The Homoeopathic conception of disease is that it is nothing but a mere expression of the suffering Vital force appealing through symptoms for its treatment and therefore, In order to cure gently, quickly, unfailingly and permanently, says Hahnemann select for every case of disease a medicine capable of calling forth by itself an affection similar medicine in doses so fine as to be just sufficient, without causing pain or debility, to obliterate the natural disease, through the reaction of the Vital energy.

The Homoeopathic conception of cure, in other words, is that if a disturbed or suffering Vital force can be stimulated by a medicinal force capable of initiating a similar disturbance or suffering, the vital force will overcome the Miasm through its own reaction to medicinal force.

Homoeopathy is not a theory – involves no dogmatic faith.
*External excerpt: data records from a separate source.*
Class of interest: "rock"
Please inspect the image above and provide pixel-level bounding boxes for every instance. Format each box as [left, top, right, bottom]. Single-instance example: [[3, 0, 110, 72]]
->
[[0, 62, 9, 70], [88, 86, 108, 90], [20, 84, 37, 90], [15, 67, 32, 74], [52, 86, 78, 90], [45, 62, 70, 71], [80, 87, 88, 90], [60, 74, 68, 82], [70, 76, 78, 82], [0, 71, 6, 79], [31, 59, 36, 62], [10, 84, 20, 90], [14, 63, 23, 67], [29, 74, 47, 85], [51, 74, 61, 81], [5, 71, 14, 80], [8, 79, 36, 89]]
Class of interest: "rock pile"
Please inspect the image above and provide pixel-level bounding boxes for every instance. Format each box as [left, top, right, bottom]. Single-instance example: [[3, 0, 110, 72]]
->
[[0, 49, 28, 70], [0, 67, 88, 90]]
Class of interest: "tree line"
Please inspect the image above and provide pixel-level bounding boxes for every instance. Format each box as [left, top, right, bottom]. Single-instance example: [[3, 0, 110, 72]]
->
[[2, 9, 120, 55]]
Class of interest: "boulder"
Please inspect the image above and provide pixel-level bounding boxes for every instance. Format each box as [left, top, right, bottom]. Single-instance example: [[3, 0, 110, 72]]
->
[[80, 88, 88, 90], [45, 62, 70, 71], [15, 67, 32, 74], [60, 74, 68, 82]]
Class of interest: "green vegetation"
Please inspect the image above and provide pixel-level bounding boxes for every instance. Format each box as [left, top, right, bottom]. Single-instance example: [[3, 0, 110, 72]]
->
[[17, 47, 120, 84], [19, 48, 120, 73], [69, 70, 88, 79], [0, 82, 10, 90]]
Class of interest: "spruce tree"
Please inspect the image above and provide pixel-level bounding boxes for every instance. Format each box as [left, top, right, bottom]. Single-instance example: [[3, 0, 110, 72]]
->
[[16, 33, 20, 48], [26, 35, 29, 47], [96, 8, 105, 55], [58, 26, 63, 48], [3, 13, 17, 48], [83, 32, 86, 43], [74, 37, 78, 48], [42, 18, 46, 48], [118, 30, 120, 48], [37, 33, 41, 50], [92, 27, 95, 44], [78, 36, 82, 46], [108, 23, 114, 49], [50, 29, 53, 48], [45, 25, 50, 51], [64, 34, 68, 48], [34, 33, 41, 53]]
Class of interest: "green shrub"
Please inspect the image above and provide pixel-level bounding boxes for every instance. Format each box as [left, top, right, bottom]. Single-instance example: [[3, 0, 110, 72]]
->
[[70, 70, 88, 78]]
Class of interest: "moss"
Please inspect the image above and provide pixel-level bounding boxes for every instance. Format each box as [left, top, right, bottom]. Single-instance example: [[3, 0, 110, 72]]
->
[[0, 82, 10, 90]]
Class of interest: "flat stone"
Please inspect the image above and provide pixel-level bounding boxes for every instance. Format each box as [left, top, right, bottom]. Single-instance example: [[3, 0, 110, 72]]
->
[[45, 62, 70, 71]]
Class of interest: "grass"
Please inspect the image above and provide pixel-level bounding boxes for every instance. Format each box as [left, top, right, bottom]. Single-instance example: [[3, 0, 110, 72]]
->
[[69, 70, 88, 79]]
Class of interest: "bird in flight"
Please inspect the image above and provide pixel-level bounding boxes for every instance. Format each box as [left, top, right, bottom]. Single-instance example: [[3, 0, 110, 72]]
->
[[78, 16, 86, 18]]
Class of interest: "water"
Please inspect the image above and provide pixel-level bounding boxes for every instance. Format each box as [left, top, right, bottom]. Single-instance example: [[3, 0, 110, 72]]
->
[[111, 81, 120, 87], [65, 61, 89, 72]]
It is a system of therapeutics, rather a speciality in pharmaco – therapeutics based on a definite law – Similia Similibus Curantur. It is simply the one scientific way of finding out what drugs are capable of doing and then using each of them in its own place to do its own job. It may be said that Homoeopathy treats the patient and not the disease – it takes the patient in his totality, for it views and maintains that all parts of the body are so intimately connected to form an indivisible whole both in feelings and functions that all curative measures must be planned with reference to the whole system.

In Homoeopathy disease neither owns its origin nor is talked of in terms of pathology or physiology. In the field of treatment Homoeopathy takes into account the symptoms only, no matter whatever may be the pathological changes, for it views the pathological changes as the resultant effect of the disease.

Its pharmacology is the direct out come of what drug can cause when administered on healthy person and therefore, in the field of treatment its therapeutics is nothing but matching a previously ascertained drug – picture with the drug – picture of the patient, or, in other words, a direct application of a foreknowledge of drug actions obtained from experiments on a healthy person. Hahnemann said that Medicines should be distinguished from each other with scrupulous exactness with regard to their powers and true effects upon the healthy body. For upon its accuracy depend life and death, sickness and health of human beings.

Series of Proving

It was an innovation of Hahnemann to propagate and introduce testing (called proving in Homoeopathy) of the drug actions on healthy human beings, and by proving drugs on healthy human body. Homoeopathy has elicited the fact that every drug produces its own peculiar symptom – complex which is different with different drugs. Experiments with Cinchona dawned upon Hahnemann that drug is a sickness – producing power and what it can cause, it can cure. A series of proving thereafter with different drugs established the fact that there exists a constant relationship between the effects of drugs on the healthy and the curative reactions they call forth in the sick.